I'll be in Virginia hiking (strolling) with a girlfriend that weekend. Hopefully, the weather will cooperate for all of us.


----------



## deputy (Feb 2, 2002)

wish i could but hawker wont let me something about i cant shoot the deer in the park


----------



## 1wildchild (Apr 14, 2003)

Looks like I may be cancelling my trip  I may just have to reschedule for June. Now what do I do with my spring break?!!! I really can't whine too much, it's great to finally ahve this much time off.


----------



## Avidhunter (Feb 23, 2004)

Hey Wild, try the North Country Trail. Close and no skeeters or flies this time of year  Although, you may want snowshoes for that trail  . Jody


----------



## 1wildchild (Apr 14, 2003)

Jody, I wish I could hike closer to home, just too darn cold for me! I'll be hitting that trail in June.


----------



## Avidhunter (Feb 23, 2004)

Wild, what part do you usually hike? I've actually only been on part of the trail in the Eastern UP, never saw a soul on it either Jody


----------



## rockinmichigan (Feb 22, 2004)

1wildchild, have you figured out what you're going to with your free time yet? You fish much? If you fish I know a couple spots that outta be fun for you. I see you're north of Detroit, I live down by the Ohio-Michigan border. There's some good walleye fishing down here if you're interested. Just thought I'd give you an idea or two if you were still looking to get out of the house for spring break or whatever.


----------



## 1wildchild (Apr 14, 2003)

Thanks for the ideas but it looks like my trip is on again. I'm going with someoone that I work with, should be fun.

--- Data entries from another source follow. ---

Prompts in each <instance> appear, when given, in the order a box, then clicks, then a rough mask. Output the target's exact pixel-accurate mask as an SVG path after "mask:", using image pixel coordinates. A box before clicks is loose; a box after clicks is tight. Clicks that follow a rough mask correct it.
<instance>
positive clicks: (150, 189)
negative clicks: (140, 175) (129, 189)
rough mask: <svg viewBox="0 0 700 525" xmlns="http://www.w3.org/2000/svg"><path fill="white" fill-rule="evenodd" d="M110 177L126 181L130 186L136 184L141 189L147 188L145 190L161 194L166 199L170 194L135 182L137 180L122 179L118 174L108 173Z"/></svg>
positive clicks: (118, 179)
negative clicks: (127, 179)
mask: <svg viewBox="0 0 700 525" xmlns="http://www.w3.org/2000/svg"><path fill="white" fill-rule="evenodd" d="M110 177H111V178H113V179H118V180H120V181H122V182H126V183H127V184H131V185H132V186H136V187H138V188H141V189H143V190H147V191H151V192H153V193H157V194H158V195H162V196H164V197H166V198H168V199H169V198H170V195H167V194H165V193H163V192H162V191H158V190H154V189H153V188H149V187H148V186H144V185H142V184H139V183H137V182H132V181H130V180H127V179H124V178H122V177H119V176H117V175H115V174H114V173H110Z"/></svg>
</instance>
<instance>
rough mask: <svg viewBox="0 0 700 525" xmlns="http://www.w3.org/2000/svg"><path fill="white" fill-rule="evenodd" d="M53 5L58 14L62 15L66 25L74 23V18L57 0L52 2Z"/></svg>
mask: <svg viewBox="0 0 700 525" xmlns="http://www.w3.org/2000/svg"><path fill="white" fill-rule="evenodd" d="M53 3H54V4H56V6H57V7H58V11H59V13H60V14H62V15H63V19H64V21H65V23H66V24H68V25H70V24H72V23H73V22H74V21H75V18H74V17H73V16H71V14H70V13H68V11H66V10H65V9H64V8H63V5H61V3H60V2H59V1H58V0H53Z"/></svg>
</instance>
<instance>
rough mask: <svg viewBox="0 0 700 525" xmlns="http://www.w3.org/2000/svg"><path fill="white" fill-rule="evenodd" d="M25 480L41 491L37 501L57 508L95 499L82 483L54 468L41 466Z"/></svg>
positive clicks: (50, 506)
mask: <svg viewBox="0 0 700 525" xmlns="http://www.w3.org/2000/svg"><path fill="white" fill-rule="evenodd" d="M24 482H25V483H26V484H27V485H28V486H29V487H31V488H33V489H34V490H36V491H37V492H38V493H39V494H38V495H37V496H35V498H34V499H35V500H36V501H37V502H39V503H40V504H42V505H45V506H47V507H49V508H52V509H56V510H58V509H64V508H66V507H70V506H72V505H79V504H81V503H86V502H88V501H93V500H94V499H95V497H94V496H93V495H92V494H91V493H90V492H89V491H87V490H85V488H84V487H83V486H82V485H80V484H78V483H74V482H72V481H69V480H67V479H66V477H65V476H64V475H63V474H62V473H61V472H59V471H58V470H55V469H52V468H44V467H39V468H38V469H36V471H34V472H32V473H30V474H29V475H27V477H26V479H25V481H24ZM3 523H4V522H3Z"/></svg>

I'm also planning a north country trip with my son this summer, prolly the eastern U.P. area


----------



## rockinmichigan (Feb 22, 2004)

Sounds like you'll have fun. Make sure to take plenty o' pictures


----------



## 1wildchild (Apr 14, 2003)

We made it back! The weather was perfect and we had a riot! I got some good pics of grouse. Why can't I get that close with a gun in my hand?!!! The hills were more than I planned for! My knees and toes were screaming by the second day on the trail. I got some great pics and I'll try to post soon. If anyone is looking for a fun family get away, try Harpers Ferry WV. There are great trails to hike (the A.T. goes right through town), rafting, tubing, canoeing, biking and rock climbing! There are great B & B's in town and good outfitters to set you up.


----------



## tangleknot (Oct 8, 2001)

Glad to hear you had a great time! Can't wait to see the pics!


----------



## rockinmichigan (Feb 22, 2004)

I'm looking forward to seeing pictuers whenever you're able to get around to posting them


----------